The clouds are returning after a single clear day, most of which I missed due to waking up too late. They began gathering before the moon set, and made for a pleasant skyscape, reflecting the light from their drifting shapes. But I fear the rain will return before the leaves have dried sufficiently to be easily raked. In any case, I may not have time to rake them this afternoon, as I will probably sleep too late again (given that it is already past six o'clock and I show no sign of being tired) and, whenever I wake, I'll need to waste time on errands to the other side of town, and by the time I return no daylight may be remaining.
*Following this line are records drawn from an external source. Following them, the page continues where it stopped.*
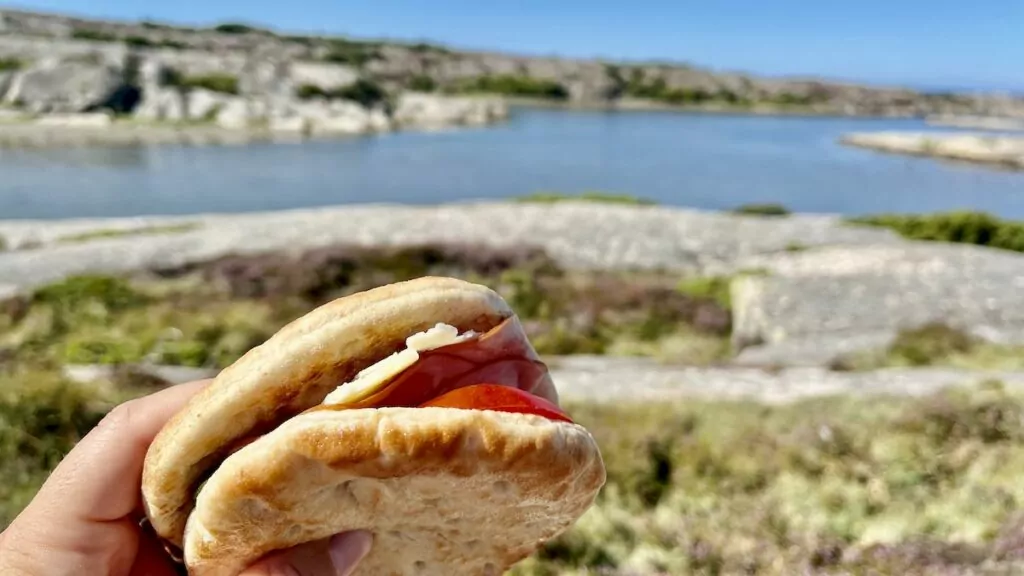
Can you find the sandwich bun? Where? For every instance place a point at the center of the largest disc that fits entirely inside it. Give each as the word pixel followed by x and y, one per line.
pixel 450 476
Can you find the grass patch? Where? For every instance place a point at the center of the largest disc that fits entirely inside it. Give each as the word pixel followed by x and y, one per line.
pixel 118 233
pixel 717 288
pixel 825 486
pixel 762 210
pixel 422 83
pixel 958 227
pixel 208 315
pixel 936 344
pixel 593 196
pixel 351 53
pixel 93 36
pixel 236 28
pixel 511 85
pixel 869 486
pixel 223 83
pixel 366 92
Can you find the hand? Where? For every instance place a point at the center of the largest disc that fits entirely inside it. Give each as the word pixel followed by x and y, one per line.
pixel 85 519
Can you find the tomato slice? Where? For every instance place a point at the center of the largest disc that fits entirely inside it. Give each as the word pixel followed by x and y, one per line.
pixel 500 399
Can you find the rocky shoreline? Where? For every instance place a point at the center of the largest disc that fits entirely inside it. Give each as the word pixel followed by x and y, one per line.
pixel 235 75
pixel 977 148
pixel 806 290
pixel 324 120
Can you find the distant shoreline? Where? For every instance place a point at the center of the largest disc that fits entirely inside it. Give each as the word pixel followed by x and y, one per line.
pixel 29 133
pixel 980 149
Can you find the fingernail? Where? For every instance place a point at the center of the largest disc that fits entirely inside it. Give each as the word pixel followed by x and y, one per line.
pixel 347 549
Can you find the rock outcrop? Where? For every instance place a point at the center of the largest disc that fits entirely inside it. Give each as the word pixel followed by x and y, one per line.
pixel 850 289
pixel 427 111
pixel 65 86
pixel 267 65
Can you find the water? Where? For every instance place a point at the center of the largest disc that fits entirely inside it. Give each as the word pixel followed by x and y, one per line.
pixel 687 160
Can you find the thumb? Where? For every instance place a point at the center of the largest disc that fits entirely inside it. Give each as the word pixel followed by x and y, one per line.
pixel 337 556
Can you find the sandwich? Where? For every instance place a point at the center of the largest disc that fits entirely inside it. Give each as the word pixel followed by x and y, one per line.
pixel 418 411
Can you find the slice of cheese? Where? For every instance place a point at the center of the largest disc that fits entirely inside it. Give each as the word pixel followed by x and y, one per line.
pixel 376 377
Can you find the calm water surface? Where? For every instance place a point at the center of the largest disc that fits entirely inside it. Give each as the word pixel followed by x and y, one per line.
pixel 686 160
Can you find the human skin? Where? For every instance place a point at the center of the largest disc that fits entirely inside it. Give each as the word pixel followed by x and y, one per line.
pixel 86 519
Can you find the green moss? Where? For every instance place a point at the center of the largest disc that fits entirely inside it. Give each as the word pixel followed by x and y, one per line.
pixel 958 227
pixel 118 233
pixel 717 288
pixel 590 196
pixel 81 291
pixel 937 344
pixel 41 418
pixel 10 65
pixel 762 210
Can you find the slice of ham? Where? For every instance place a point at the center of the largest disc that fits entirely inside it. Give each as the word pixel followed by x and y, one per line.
pixel 503 356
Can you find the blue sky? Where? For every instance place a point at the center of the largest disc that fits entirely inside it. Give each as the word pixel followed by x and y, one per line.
pixel 938 43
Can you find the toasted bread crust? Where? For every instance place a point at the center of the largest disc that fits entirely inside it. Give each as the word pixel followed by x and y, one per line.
pixel 292 372
pixel 443 491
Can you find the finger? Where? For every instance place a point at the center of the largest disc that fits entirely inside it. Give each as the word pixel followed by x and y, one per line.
pixel 99 480
pixel 334 557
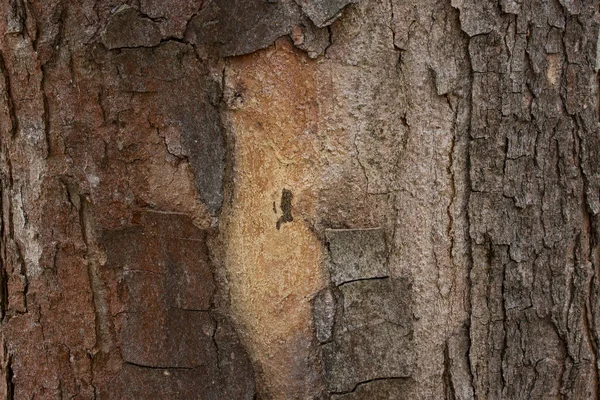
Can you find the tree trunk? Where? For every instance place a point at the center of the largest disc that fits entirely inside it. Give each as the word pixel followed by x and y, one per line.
pixel 300 199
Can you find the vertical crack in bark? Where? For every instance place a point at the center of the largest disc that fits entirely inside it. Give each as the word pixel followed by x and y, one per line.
pixel 94 262
pixel 8 97
pixel 446 376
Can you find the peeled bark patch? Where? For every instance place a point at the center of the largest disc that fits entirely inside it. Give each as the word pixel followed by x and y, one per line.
pixel 273 273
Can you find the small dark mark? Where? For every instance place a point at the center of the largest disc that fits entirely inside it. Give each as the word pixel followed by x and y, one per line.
pixel 286 208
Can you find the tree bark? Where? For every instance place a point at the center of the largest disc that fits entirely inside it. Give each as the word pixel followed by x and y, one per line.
pixel 300 199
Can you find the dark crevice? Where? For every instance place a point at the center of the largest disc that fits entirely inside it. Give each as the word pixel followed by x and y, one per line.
pixel 375 278
pixel 449 392
pixel 160 367
pixel 286 208
pixel 14 122
pixel 363 383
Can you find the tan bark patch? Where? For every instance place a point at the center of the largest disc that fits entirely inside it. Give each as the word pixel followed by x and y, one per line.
pixel 274 272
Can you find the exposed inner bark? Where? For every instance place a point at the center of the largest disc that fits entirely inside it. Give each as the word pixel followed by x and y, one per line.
pixel 299 199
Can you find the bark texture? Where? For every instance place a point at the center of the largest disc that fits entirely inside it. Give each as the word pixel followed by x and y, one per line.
pixel 300 199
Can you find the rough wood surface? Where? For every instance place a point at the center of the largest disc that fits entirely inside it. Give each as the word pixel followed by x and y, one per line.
pixel 298 199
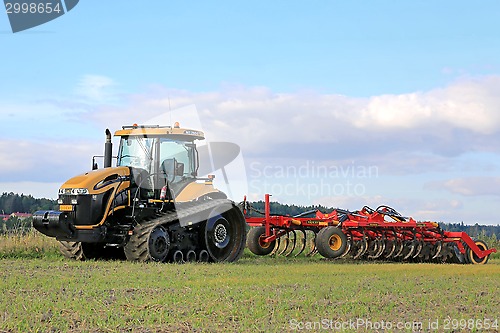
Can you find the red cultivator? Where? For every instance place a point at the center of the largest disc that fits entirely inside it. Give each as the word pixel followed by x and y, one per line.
pixel 380 233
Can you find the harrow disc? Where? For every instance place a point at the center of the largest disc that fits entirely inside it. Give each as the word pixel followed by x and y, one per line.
pixel 359 248
pixel 390 249
pixel 473 258
pixel 256 244
pixel 303 242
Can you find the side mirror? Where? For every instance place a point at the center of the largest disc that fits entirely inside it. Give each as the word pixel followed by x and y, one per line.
pixel 179 169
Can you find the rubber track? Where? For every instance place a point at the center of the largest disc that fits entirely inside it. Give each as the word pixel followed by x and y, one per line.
pixel 137 249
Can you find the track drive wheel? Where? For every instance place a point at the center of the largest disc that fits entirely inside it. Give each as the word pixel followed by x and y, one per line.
pixel 225 233
pixel 255 243
pixel 473 258
pixel 331 242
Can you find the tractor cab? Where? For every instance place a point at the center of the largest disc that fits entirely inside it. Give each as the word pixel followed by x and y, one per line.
pixel 159 156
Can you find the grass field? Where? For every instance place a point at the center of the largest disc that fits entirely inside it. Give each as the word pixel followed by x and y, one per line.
pixel 42 292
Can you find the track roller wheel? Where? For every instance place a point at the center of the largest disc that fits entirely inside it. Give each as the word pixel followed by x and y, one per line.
pixel 331 242
pixel 256 244
pixel 72 250
pixel 203 256
pixel 473 258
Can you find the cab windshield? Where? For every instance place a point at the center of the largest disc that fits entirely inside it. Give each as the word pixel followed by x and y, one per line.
pixel 159 156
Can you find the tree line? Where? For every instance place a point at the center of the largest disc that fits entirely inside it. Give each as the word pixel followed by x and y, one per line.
pixel 15 203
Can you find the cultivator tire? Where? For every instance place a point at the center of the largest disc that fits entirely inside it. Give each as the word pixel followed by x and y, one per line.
pixel 225 234
pixel 471 256
pixel 72 250
pixel 331 242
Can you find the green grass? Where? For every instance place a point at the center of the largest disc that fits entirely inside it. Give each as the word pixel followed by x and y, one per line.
pixel 256 294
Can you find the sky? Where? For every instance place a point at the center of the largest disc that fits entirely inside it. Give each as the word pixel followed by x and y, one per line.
pixel 340 103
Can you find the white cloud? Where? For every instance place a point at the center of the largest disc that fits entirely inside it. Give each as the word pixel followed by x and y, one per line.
pixel 470 186
pixel 95 88
pixel 470 104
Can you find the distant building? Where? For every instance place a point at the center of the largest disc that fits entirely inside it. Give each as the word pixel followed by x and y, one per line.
pixel 20 216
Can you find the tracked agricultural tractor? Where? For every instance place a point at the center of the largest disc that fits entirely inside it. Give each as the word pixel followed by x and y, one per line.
pixel 151 206
pixel 370 234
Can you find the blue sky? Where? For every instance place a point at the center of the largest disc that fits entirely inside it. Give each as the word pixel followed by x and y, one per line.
pixel 411 88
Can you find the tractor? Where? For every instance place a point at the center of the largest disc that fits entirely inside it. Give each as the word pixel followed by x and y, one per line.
pixel 151 206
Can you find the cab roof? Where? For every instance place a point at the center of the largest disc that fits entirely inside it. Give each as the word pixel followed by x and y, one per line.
pixel 161 131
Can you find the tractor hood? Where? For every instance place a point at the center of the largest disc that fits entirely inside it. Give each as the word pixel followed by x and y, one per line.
pixel 94 181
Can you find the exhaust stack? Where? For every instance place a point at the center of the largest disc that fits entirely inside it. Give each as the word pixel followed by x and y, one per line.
pixel 108 150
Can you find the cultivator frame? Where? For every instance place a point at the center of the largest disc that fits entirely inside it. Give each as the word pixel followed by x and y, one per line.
pixel 380 233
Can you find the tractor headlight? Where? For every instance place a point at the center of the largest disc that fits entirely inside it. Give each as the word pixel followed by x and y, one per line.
pixel 79 191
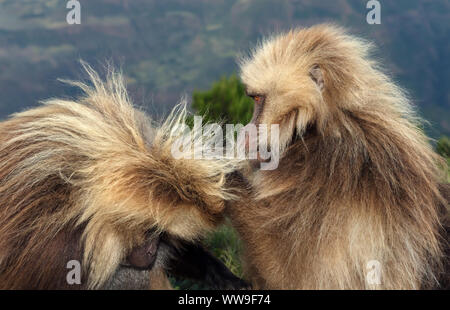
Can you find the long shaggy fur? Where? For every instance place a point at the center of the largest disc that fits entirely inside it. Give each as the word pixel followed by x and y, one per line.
pixel 357 181
pixel 98 172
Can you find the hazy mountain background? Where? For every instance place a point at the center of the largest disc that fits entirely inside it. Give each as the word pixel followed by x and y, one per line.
pixel 168 48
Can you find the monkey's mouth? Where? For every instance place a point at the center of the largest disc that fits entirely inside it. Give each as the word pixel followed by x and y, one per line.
pixel 252 148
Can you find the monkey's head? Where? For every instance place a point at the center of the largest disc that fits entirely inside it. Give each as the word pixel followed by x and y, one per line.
pixel 310 79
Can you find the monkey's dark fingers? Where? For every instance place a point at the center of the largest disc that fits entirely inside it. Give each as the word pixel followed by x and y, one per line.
pixel 194 262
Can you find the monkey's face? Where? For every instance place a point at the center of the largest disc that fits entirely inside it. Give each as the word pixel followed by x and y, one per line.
pixel 286 84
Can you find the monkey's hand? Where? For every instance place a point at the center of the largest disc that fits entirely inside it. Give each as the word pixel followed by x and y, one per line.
pixel 195 262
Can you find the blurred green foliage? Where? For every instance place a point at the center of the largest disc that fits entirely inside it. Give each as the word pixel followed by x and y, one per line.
pixel 225 102
pixel 443 148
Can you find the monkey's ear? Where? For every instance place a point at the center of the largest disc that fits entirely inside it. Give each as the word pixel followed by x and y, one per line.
pixel 317 76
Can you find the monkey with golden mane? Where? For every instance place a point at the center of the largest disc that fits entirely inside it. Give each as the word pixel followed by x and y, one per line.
pixel 358 184
pixel 93 180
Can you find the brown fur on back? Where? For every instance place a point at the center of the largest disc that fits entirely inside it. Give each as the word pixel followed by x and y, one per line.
pixel 87 179
pixel 357 179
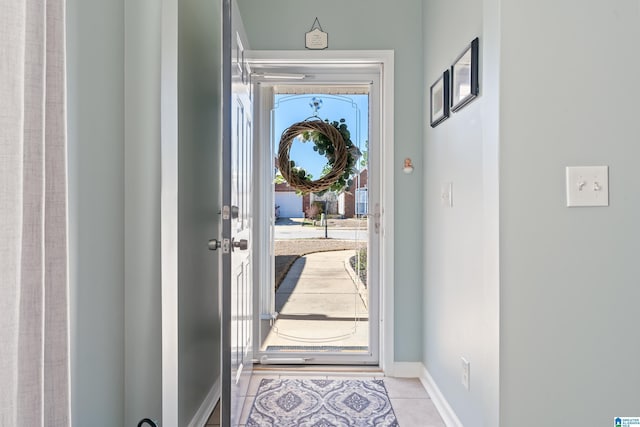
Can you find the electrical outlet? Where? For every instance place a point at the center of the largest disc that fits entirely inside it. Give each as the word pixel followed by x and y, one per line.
pixel 465 372
pixel 446 194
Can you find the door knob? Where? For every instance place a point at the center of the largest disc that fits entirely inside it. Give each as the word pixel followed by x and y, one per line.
pixel 214 244
pixel 242 244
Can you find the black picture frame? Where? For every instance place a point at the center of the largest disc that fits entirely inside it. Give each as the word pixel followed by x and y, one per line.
pixel 464 76
pixel 439 99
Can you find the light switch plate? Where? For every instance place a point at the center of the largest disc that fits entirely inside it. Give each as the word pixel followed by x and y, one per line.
pixel 587 186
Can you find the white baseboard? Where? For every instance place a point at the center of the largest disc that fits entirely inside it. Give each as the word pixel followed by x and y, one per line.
pixel 204 411
pixel 406 370
pixel 446 412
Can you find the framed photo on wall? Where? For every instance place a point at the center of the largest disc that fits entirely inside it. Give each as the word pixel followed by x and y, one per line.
pixel 464 77
pixel 440 99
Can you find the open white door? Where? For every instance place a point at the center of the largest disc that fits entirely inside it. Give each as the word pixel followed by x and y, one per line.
pixel 235 244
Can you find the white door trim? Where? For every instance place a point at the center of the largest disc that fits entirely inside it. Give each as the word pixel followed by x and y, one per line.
pixel 385 59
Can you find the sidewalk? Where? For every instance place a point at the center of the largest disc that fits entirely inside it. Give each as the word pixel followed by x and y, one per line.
pixel 319 307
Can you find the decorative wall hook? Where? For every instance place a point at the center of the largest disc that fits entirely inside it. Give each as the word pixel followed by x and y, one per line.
pixel 408 166
pixel 316 38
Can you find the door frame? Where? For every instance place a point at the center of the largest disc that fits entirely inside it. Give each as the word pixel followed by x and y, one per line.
pixel 385 60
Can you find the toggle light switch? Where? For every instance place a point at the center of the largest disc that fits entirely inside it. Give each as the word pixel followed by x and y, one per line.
pixel 587 186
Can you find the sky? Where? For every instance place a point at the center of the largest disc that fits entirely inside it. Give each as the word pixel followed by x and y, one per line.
pixel 290 109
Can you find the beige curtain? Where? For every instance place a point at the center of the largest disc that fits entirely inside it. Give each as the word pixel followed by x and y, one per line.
pixel 34 336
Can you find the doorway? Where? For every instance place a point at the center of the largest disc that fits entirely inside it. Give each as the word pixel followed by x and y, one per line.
pixel 331 315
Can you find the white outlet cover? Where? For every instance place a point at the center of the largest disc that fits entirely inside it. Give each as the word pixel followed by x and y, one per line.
pixel 465 372
pixel 587 186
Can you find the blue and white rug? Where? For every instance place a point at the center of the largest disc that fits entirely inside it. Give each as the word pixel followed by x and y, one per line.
pixel 321 403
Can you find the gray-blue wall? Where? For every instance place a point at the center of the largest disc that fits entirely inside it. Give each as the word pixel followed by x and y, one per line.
pixel 96 128
pixel 570 277
pixel 113 53
pixel 371 24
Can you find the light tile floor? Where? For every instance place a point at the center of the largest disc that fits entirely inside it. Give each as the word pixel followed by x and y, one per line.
pixel 411 403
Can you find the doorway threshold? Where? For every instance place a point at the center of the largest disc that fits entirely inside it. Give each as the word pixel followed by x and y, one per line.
pixel 346 370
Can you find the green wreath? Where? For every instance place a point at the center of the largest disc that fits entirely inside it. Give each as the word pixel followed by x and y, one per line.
pixel 330 139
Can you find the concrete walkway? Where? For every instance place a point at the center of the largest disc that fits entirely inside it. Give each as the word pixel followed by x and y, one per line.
pixel 319 307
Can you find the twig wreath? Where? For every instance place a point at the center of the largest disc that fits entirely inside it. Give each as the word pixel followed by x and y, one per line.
pixel 331 139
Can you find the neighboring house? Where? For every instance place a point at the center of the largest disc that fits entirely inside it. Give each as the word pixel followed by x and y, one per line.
pixel 291 204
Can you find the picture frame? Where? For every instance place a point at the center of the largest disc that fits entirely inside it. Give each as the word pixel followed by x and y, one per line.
pixel 464 76
pixel 439 99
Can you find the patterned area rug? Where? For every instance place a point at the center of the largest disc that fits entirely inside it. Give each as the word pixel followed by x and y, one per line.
pixel 321 403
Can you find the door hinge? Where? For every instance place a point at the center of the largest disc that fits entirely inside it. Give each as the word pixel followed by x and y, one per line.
pixel 226 246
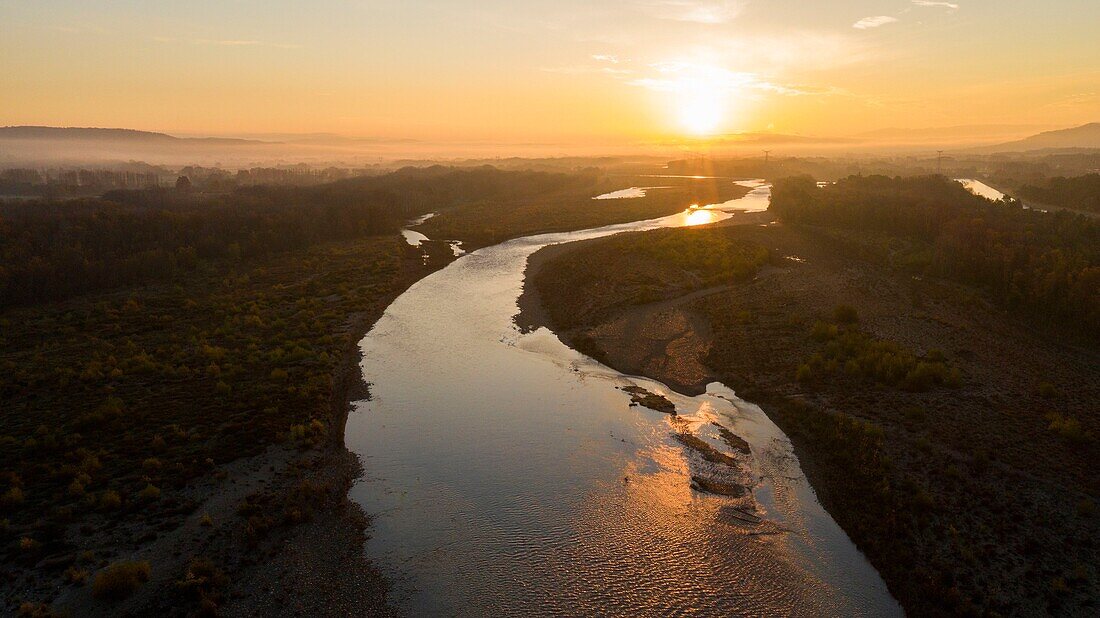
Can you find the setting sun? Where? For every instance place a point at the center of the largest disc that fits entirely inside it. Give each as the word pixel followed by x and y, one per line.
pixel 700 112
pixel 540 307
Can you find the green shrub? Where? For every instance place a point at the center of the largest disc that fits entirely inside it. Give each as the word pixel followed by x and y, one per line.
pixel 120 580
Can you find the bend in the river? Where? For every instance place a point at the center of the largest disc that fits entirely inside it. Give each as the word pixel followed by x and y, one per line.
pixel 507 474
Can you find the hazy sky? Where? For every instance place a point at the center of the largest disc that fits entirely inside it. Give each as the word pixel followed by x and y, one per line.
pixel 559 70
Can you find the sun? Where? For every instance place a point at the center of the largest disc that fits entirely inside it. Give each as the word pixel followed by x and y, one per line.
pixel 701 100
pixel 701 113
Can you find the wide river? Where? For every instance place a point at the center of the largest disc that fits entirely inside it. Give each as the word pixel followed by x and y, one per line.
pixel 508 475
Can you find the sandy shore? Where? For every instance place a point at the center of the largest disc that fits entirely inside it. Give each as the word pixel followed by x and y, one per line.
pixel 967 471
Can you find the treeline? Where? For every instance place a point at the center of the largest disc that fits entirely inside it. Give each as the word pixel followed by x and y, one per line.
pixel 1080 192
pixel 51 251
pixel 1047 264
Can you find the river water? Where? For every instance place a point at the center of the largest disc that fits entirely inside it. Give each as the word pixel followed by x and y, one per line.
pixel 508 475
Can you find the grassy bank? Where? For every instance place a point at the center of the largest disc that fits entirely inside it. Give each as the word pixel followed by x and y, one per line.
pixel 125 412
pixel 947 438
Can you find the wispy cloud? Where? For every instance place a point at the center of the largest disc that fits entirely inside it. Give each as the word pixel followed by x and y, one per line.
pixel 697 11
pixel 875 21
pixel 675 76
pixel 227 42
pixel 949 6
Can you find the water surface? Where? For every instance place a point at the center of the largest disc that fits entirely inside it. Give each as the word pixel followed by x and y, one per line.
pixel 509 476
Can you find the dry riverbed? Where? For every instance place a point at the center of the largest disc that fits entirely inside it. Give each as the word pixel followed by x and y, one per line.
pixel 967 494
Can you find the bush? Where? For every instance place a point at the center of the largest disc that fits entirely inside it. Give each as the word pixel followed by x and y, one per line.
pixel 12 497
pixel 110 500
pixel 845 315
pixel 1068 428
pixel 75 575
pixel 150 493
pixel 120 580
pixel 804 373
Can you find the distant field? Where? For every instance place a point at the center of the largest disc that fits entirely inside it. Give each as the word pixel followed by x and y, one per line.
pixel 949 438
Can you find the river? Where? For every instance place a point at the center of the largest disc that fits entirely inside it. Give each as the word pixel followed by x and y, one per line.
pixel 507 474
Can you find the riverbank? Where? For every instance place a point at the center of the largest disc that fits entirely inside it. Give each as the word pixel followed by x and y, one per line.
pixel 218 456
pixel 967 497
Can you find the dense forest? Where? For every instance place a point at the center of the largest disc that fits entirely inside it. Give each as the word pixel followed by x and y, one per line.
pixel 1080 192
pixel 1045 264
pixel 51 251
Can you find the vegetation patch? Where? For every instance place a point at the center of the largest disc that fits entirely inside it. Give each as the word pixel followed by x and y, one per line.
pixel 120 580
pixel 641 397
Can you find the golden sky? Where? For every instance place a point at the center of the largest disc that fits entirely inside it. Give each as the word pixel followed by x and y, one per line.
pixel 548 70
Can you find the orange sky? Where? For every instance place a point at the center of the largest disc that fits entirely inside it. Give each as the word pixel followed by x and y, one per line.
pixel 560 72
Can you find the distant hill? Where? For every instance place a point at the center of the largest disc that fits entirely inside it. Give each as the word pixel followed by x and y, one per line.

Short days are the curse of December, but the long nights are so deeply peaceful! And isn't it great not to be hot, Sluggo? (He says "yes.")
caillebotte_man at his window

Dealt With

Late Thursday afternoon is a good time to do banking. The carpeted expanse is almost empty, and so quiet you can hear every not of the tinned music spilling from the speakers in the acoustic tiled ceiling. (This last is not a perk -- just something I noticed.) A couple of bored tellers were sitting there, doing things with their computers, probably nothing to do with banking. Maybe they were updating their LiveJournals. But I was in and out in five minutes, enough time for the stormy gray afternoon to fall into dim evening. Then up the old main street with its shop windows full of Christmas lights, and through the narrow roads crowded by looming ponderosas, headlights of passing cars reflecting in the wet pavement and illuminating the shiny swags of utility wires. I like riding on rainy nights.

But, as I suspected, late waking and errands prevented me from raking the leaves, and now they spread in a sodden mass that completely hides the lawn. Almost all the leaves have left the oaks and dogwoods, and they lie in brown patches along the streets. A bit of color remains here and there on hardier specimens, but autumn this year has been quick to pass. I can smell its last breath on the cold night air. The mulberry tree, of course, remains as defiant as ever, and still sports many green leaves among the yellow which still cling to its branches. When I see how many already cover the ground, I wonder at the profligacy of a tree that as yet looks almost fully clothed. If mulberry trees grew money, there would be hyper inflation every fall.

There was another paragraph here, but it went off into a stupid rant, so I deleted it. I don't want to come back and read that some day, if I ever come back to read any of this journal. So far, I haven't. Uh... have I missed anything?